Beam-powered Propulsion - Direct Impulse

Direct Impulse

A beam could also be used to provide impulse by directly "pushing" on the sail.

One example of this would be using a solar sail to reflect a laser beam. This concept, called a laser-pushed lightsail, was analyzed by physicist Robert L. Forward in 1989 as a method of Interstellar travel that would avoid extremely high mass ratios by not carrying fuel. His work elaborated on a proposal initially made by Marx. Further analysis of the concept was done by Landis, Mallove and Matloff, Andrews and others.

In a later paper, Forward proposed pushing a sail with a microwave beam. This has the advantage that the sail need not be a continuous surface. Forward tagged his proposal for an ultralight sail "Starwisp". A later analysis by Landis suggested that the Starwisp concept as originally proposed by Forward would not work, but variations on the proposal continue to be proposed.

The beam has to have a large diameter so that only a small portion of the beam misses the sail due to diffraction and the laser or microwave antenna has to have a good pointing stability so that the craft can tilt its sails fast enough to follow the center of the beam. This gets more important when going from interplanetary travel to interstellar travel, and when going from a fly-by mission, to a landing mission, to a return mission. The laser or the microwave sender would probably be a large phased array of small devices, which get their energy directly from solar radiation. The size of the array obsoletes any lens or mirror.

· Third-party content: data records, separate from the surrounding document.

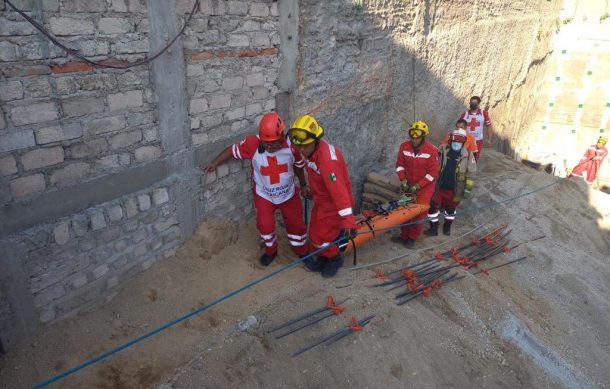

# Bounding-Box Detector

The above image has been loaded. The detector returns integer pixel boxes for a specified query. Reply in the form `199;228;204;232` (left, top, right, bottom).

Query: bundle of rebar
370;225;541;306
291;315;375;357
268;296;349;339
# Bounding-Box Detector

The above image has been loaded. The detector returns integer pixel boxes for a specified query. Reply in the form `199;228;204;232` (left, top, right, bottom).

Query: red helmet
259;112;285;141
449;128;467;143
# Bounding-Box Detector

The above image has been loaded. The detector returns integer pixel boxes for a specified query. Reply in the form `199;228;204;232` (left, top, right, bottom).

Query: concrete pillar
147;0;198;238
0;241;39;350
278;0;299;120
278;0;299;92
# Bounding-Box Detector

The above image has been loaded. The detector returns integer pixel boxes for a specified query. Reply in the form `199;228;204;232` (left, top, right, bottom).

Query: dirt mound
1;150;608;388
178;218;239;260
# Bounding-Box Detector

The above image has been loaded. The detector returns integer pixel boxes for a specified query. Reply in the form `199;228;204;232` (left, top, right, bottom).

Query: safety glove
463;188;472;199
399;194;413;203
457;174;466;182
400;180;410;192
409;183;421;193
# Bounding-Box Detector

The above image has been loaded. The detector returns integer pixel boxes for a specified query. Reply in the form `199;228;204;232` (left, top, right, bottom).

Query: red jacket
305;140;357;229
580;144;608;163
395;140;439;189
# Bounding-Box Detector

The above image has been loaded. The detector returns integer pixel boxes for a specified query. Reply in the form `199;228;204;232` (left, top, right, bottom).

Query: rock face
293;0;561;195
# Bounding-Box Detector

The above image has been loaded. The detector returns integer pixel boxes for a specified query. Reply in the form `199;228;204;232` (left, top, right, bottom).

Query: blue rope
33;179;560;388
33;245;327;388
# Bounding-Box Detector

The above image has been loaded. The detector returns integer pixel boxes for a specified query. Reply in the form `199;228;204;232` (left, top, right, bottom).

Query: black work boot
321;254;344;278
443;221;453;236
303;256;326;272
424;221;439;236
259;251;277;266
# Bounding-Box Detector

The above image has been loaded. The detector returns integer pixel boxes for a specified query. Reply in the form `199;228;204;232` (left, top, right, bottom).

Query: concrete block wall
0;1;159;207
0;0;177;341
0;0;281;347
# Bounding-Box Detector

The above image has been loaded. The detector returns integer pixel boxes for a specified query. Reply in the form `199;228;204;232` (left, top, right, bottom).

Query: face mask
469;103;478;110
450;142;463;151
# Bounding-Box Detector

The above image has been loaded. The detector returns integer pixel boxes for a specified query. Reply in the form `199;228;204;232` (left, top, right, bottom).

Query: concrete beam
0;161;168;238
0;241;39;349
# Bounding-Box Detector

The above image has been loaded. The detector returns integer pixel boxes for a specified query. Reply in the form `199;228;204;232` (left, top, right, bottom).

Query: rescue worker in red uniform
569;136;608;185
392;120;439;248
459;96;492;162
425;122;477;236
201;112;309;266
288;114;357;278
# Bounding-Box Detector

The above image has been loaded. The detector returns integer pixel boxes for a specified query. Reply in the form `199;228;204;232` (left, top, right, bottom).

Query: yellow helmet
408;120;429;139
599;135;608;145
288;114;324;145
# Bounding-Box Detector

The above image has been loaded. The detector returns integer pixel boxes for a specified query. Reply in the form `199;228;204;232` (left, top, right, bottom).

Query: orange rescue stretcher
344;202;429;253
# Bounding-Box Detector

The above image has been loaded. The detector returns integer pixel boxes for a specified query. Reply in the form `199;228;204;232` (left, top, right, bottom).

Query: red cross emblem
467;117;480;131
260;156;288;185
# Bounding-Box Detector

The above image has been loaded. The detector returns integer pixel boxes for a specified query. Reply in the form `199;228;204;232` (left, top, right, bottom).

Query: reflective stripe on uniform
444;210;456;221
329;144;338;161
260;233;274;240
232;144;242;159
403;151;431;158
338;207;352;216
264;238;277;247
428;211;440;222
288;240;308;247
396;166;405;172
425;174;434;182
287;233;307;240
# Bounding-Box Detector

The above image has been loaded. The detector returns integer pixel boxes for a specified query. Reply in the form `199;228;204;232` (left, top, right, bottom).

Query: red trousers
474;140;484;163
571;160;599;184
309;205;343;258
428;189;460;221
254;191;308;256
400;186;433;240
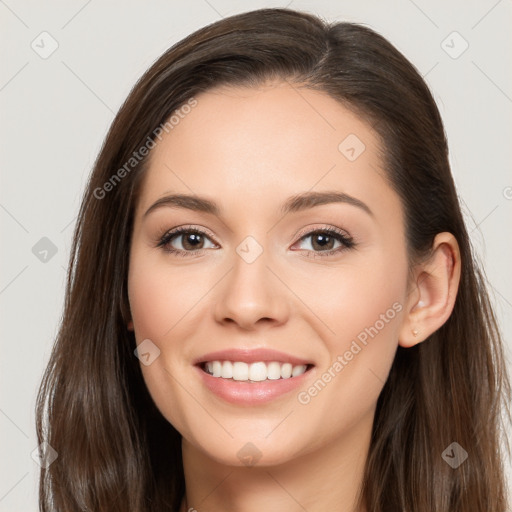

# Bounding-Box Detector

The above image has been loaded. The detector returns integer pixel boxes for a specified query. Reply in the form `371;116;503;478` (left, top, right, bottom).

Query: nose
213;248;290;331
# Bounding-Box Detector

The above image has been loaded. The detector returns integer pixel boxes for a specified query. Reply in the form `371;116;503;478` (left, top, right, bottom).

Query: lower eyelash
157;227;355;257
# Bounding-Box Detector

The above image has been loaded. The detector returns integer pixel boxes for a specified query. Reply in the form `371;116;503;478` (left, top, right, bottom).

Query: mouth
195;360;315;405
198;360;315;383
193;348;316;404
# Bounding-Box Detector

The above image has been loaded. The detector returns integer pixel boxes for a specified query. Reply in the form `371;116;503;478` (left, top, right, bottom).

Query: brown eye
180;232;205;250
295;228;354;254
310;232;336;251
157;227;217;255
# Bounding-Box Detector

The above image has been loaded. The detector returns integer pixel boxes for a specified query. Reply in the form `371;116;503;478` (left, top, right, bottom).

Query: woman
35;8;511;511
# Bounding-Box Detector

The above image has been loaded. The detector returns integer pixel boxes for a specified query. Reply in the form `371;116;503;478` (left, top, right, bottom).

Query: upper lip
194;348;314;366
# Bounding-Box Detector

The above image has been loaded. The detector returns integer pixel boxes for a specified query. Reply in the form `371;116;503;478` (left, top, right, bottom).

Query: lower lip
195;365;315;405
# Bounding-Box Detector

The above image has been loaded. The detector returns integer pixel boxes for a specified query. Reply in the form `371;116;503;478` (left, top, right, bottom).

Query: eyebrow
143;190;373;218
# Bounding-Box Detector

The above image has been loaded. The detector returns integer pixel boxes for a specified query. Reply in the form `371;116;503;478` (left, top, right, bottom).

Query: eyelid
293;224;352;242
157;224;219;245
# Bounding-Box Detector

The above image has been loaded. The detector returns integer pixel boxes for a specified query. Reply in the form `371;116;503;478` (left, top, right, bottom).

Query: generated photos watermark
93;97;198;200
297;301;403;405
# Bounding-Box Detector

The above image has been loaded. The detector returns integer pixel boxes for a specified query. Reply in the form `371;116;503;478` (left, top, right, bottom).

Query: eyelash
156;225;355;259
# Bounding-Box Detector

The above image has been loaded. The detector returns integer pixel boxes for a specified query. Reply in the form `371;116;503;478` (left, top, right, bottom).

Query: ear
127;320;134;331
398;232;461;348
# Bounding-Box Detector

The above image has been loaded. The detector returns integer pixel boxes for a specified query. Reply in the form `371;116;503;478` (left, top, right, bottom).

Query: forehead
136;82;400;222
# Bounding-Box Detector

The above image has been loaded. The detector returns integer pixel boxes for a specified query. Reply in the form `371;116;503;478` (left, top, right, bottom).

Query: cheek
128;270;172;340
127;249;219;421
127;251;207;340
298;250;407;347
127;252;196;431
291;249;406;415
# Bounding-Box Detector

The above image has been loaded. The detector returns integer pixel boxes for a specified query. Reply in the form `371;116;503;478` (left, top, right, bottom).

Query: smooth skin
127;81;461;512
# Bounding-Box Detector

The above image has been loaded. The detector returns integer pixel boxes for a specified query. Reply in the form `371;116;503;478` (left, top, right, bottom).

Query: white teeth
280;363;292;379
267;361;282;380
212;361;222;377
221;361;233;378
232;362;248;381
249;362;267;381
202;360;310;381
292;364;307;377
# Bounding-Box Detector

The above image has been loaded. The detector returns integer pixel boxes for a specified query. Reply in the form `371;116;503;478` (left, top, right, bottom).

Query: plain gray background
1;0;511;510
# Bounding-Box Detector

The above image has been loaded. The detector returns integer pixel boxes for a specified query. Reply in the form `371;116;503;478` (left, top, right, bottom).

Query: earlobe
398;232;461;348
127;320;134;331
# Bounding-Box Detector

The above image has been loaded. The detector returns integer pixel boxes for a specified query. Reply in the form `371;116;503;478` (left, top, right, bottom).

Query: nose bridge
214;234;289;328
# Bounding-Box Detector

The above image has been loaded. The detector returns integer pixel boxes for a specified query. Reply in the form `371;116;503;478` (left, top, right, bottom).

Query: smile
201;360;311;382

Another beam-pushed concept would be to use a magnetic sail or MMPP sail to divert a beam of charged particles from a particle accelerator or plasma jet. Jordin Kare has proposed a variant to this whereby a "beam" of small laser accelerated light sails would transfer momentum to a magsail vehicle.

Another beam-pushed concept uses ordinary matter and works in vacuum. The matter from a stationary mass-driver is "reflected" by the spacecraft, cf. mass driver. The spacecraft neither needs energy nor reaction mass for propulsion of its own.